There has been much talk of "wasteful lumbering." It was not the woodsmen who devastated Central Pennsylvania, but the forest fires which they permitted to engulf their slashings after they were done; we hold them guilty on that count, as they left many trees standing, and it would still be Penn's Woods, were it not for their shameful fires. John B. Quigley, a nonogenarian lumberinan of Clinton County, whose reminiscences go back eighty years, at least, recently stated that in Clinton County since commercial lumbering commenced four billion feet of original timber was cut; of that one billion feet got to market, the rest was wasted or burned in the woods. If it had been taken out carefully and gradually what a timber county Clinton would still be---and what a sportsman's paradise!
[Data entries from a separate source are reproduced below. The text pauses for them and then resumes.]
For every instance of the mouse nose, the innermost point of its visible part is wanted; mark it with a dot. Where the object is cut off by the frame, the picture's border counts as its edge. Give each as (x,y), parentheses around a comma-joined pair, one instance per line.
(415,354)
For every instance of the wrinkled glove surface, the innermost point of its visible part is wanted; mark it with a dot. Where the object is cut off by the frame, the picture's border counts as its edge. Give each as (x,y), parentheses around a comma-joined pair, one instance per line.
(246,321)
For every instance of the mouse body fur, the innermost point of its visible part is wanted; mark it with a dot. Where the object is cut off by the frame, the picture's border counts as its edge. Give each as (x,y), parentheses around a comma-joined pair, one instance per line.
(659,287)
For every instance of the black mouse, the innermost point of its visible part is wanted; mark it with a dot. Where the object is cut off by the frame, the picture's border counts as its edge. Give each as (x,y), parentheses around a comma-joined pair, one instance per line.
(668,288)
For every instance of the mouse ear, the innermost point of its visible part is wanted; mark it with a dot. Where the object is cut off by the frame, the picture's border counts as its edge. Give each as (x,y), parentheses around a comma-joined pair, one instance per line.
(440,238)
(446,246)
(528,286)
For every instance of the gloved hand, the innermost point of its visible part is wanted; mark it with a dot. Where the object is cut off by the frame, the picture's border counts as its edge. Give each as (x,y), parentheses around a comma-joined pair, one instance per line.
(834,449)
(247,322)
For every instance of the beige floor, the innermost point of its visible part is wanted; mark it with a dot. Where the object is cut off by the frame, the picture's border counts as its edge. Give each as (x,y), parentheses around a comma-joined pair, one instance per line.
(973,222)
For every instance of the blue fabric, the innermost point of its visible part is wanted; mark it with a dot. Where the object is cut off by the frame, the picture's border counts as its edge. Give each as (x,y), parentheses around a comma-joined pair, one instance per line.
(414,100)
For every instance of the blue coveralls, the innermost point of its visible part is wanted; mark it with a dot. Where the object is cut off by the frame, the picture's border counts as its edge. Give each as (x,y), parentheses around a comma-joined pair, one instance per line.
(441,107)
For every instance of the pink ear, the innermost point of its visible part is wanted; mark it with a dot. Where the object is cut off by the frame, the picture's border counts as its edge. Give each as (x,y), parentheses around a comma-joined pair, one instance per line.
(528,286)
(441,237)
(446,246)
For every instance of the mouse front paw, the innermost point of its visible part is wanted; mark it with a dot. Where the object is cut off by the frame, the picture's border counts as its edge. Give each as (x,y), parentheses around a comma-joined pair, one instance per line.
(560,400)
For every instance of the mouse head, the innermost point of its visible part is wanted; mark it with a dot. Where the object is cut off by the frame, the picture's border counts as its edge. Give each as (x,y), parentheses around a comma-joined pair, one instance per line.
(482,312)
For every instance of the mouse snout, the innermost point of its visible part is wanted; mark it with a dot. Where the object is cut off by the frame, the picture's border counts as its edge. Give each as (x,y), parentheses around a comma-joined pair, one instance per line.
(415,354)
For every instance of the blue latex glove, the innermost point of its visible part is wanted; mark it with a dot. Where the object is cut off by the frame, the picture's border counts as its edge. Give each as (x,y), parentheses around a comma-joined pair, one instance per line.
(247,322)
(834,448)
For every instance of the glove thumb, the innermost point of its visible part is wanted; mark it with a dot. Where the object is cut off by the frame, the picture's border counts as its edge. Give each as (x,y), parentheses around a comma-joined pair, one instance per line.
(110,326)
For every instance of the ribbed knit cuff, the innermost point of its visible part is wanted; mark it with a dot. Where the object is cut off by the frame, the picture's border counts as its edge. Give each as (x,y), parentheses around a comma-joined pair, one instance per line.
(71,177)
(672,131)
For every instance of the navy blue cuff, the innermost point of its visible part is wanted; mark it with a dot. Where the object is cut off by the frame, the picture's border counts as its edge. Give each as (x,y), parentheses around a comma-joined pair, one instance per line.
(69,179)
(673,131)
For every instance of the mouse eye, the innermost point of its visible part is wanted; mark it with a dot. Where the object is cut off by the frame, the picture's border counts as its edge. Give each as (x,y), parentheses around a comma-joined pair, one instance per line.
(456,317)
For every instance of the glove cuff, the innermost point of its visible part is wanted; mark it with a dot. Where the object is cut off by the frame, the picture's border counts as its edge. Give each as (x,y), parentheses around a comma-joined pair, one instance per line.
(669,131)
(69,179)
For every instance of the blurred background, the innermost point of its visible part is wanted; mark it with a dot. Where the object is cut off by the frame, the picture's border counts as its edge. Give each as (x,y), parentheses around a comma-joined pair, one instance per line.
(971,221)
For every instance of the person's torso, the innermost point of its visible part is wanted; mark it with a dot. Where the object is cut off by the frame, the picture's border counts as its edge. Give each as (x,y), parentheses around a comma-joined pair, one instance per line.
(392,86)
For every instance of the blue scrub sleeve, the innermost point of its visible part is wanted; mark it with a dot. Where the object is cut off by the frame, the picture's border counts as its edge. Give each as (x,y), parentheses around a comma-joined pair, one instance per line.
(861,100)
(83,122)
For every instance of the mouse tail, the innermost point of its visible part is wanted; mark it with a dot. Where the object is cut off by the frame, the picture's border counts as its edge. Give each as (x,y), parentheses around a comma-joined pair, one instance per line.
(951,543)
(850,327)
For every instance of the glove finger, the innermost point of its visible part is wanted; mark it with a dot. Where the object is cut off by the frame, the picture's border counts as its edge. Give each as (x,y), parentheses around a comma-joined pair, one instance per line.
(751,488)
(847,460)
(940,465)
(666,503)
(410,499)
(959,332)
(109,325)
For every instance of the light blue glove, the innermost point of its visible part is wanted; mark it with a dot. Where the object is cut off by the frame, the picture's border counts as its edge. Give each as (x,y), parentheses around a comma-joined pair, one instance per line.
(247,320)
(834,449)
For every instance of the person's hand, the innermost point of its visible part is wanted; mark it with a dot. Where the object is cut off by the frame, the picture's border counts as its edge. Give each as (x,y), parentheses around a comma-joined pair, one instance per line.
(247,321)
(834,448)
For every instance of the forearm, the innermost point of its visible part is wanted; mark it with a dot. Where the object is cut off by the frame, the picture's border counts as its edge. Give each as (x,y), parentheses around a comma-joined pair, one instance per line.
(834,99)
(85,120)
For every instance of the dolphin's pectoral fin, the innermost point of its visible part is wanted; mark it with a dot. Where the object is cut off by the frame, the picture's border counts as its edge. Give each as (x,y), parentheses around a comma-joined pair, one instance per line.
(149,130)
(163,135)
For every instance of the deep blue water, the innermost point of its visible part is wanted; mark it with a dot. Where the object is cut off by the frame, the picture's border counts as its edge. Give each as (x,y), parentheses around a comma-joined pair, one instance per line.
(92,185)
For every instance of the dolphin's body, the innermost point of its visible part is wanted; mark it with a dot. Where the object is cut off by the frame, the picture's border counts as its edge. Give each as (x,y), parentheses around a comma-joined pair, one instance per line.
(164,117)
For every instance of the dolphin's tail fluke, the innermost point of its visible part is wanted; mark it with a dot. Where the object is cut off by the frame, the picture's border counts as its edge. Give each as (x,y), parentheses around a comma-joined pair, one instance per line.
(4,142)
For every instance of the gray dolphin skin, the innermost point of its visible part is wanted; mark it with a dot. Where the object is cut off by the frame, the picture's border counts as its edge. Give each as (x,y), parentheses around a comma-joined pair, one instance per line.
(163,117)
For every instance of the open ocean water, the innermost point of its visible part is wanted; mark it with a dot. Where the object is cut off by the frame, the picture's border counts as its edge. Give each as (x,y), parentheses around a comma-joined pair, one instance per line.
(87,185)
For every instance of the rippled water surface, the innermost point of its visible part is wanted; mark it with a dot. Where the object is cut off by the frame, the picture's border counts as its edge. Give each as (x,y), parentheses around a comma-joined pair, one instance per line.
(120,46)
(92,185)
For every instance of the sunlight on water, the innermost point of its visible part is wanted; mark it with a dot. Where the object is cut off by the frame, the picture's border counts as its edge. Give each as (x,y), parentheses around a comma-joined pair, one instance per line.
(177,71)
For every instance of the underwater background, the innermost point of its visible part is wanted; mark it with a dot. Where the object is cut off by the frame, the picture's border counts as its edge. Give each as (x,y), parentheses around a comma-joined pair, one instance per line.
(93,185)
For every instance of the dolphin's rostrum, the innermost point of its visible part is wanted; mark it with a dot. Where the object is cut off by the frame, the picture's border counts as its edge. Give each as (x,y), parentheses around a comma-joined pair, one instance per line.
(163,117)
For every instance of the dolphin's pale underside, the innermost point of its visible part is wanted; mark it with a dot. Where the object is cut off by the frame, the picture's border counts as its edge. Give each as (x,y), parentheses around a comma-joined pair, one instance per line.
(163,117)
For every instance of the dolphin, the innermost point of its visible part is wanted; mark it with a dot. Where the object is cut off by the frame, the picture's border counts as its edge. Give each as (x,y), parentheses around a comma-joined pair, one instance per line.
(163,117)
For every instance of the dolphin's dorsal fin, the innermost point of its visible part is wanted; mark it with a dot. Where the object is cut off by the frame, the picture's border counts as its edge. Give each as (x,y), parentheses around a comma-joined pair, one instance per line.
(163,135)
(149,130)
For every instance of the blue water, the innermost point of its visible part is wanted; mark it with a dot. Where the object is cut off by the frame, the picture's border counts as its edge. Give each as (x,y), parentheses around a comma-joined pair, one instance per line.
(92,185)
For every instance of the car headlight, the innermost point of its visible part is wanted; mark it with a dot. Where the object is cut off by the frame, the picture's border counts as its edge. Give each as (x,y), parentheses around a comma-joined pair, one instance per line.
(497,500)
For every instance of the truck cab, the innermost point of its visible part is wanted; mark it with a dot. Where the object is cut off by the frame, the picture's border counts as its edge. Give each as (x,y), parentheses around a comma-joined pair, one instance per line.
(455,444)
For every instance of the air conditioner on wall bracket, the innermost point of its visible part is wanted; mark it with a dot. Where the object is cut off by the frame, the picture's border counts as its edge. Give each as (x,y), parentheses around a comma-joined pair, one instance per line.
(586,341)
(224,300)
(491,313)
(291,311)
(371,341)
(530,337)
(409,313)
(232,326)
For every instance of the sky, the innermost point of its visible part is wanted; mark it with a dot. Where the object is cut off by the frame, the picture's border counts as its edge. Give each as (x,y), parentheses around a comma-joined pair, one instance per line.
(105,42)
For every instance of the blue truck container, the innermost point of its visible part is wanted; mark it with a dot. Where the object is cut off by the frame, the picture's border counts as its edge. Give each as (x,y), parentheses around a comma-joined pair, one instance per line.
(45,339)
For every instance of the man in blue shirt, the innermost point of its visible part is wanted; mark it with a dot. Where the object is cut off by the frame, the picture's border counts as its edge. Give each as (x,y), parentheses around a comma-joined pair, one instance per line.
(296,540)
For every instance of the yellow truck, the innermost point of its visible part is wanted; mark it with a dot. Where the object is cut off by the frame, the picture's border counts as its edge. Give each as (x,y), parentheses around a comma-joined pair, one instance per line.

The last native elk would probably be alive, perhaps the last wolf and panther, and vast colonies of small game, and the streams would harbor in their deep recesses the black or hemlock trout which the eloquent Prof. Charles Lose often speaks of---a variety of trout all but extinct in the Commonwealth. But all that is done, and is beyond recall, we have a vital problem to save what game there is left, and let us ponder twice before we insist on retaining the game methods of the middle-ages which were planned for private preserves and enclosures and enter into an era of progressive game management correspondingly as radical and revolutionary as was put in force by Mr. Pinchot with our forests fire-fighting and with as sweepingly good results.

"In the days when I hunted wolves in McKean County. there were a thousand deer to one today; it wasn't the wolves that destroyed them but the fires." C. W. DICKINSON, 1923.

"It is not the fishermen, nor the low water, nor the raccoons, that have made fish life decrease, but the gradually advancing tide of stream pollution by corporations that is giving us fishless streams in Pennsylvania. JOHN H. CHATHAM, 19-22.